En aquel viaje, ni cervezas había.

A veces, ni aquí en la Bodeguita. Una mañana fascinado, extenuado por una ciudad que se ha convertido en una debilidad para mi, llegué deslumbrado entre sol y soportales hasta este rincón en el que ahora como contigo.

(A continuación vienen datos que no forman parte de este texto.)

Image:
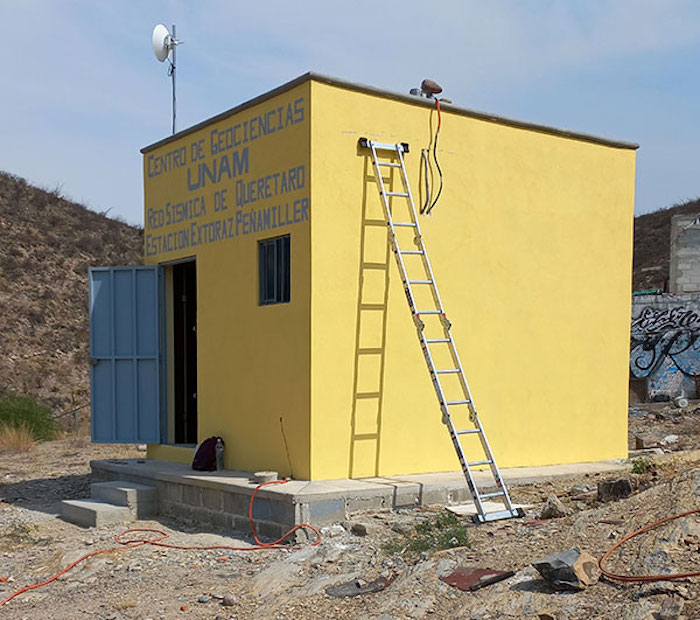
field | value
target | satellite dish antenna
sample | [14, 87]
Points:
[163, 43]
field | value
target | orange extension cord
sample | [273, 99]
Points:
[645, 578]
[157, 541]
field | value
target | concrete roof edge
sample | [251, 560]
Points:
[372, 90]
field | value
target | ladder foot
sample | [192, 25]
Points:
[516, 513]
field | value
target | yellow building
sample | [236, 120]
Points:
[281, 321]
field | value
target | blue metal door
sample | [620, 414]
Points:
[125, 354]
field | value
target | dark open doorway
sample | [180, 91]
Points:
[185, 352]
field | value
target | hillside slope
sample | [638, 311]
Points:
[652, 240]
[48, 243]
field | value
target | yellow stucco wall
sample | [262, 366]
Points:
[531, 244]
[253, 361]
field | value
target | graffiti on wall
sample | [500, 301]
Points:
[665, 345]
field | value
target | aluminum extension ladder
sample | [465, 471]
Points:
[392, 156]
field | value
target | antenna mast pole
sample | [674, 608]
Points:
[172, 74]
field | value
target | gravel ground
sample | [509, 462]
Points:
[152, 582]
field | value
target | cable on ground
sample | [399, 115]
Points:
[160, 536]
[645, 578]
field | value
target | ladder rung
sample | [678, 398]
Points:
[361, 436]
[501, 514]
[364, 395]
[381, 266]
[487, 495]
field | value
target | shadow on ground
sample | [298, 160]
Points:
[43, 494]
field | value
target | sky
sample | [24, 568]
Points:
[82, 91]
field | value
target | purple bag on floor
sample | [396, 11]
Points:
[205, 456]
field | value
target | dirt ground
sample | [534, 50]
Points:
[151, 582]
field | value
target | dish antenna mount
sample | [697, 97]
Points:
[164, 45]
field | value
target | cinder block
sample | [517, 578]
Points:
[236, 503]
[141, 499]
[270, 510]
[213, 500]
[372, 502]
[191, 495]
[327, 511]
[272, 530]
[93, 513]
[432, 496]
[170, 491]
[406, 496]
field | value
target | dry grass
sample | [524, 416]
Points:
[16, 438]
[126, 603]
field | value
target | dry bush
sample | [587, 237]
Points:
[16, 438]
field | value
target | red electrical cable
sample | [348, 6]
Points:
[645, 578]
[157, 541]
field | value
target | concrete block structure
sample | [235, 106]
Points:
[270, 311]
[665, 350]
[684, 265]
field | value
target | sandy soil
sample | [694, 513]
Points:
[151, 582]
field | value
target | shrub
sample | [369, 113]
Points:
[16, 438]
[23, 412]
[641, 465]
[445, 531]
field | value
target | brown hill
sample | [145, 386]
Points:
[48, 243]
[652, 240]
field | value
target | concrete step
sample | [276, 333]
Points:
[141, 499]
[93, 513]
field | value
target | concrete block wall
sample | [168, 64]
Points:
[216, 504]
[684, 266]
[665, 343]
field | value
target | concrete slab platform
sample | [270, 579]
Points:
[220, 499]
[93, 513]
[141, 499]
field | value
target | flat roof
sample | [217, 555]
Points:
[421, 101]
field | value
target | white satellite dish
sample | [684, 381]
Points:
[163, 42]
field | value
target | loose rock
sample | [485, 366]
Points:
[569, 570]
[612, 490]
[671, 608]
[229, 600]
[553, 509]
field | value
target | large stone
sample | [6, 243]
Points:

Por entonces ya sabía aquello de “un mojito en el Floridita y un daiquiri en la Bodeguita”. Vivía Nicolás Guillén, Yo estaba en el paraíso y en todos los rincones se escuchaba la canción de Carlos Puebla en homenaje al Che. “Aprendimos a quererte…
En este rincón fresco, que luego se ha ido llenando de turistas, quedándose vacío de cubanos; el camarero me sirvió una Cristal exquisita. Y fría. (Inaudito) Debió verme con sed, porque me dijo: -si va tomarse otra cerveza, resérvela, sólo nos queda una.
Así era aquella Habana que, a veces añoro y a veces encuentro en muchos rincones.
Hoy, como antes, como siempre, La Nueva Trova y Compay Segundo tocan salsa. Te siento reír emocionada, cuando te muestro una foto con la firma de Silvio Rodríguez.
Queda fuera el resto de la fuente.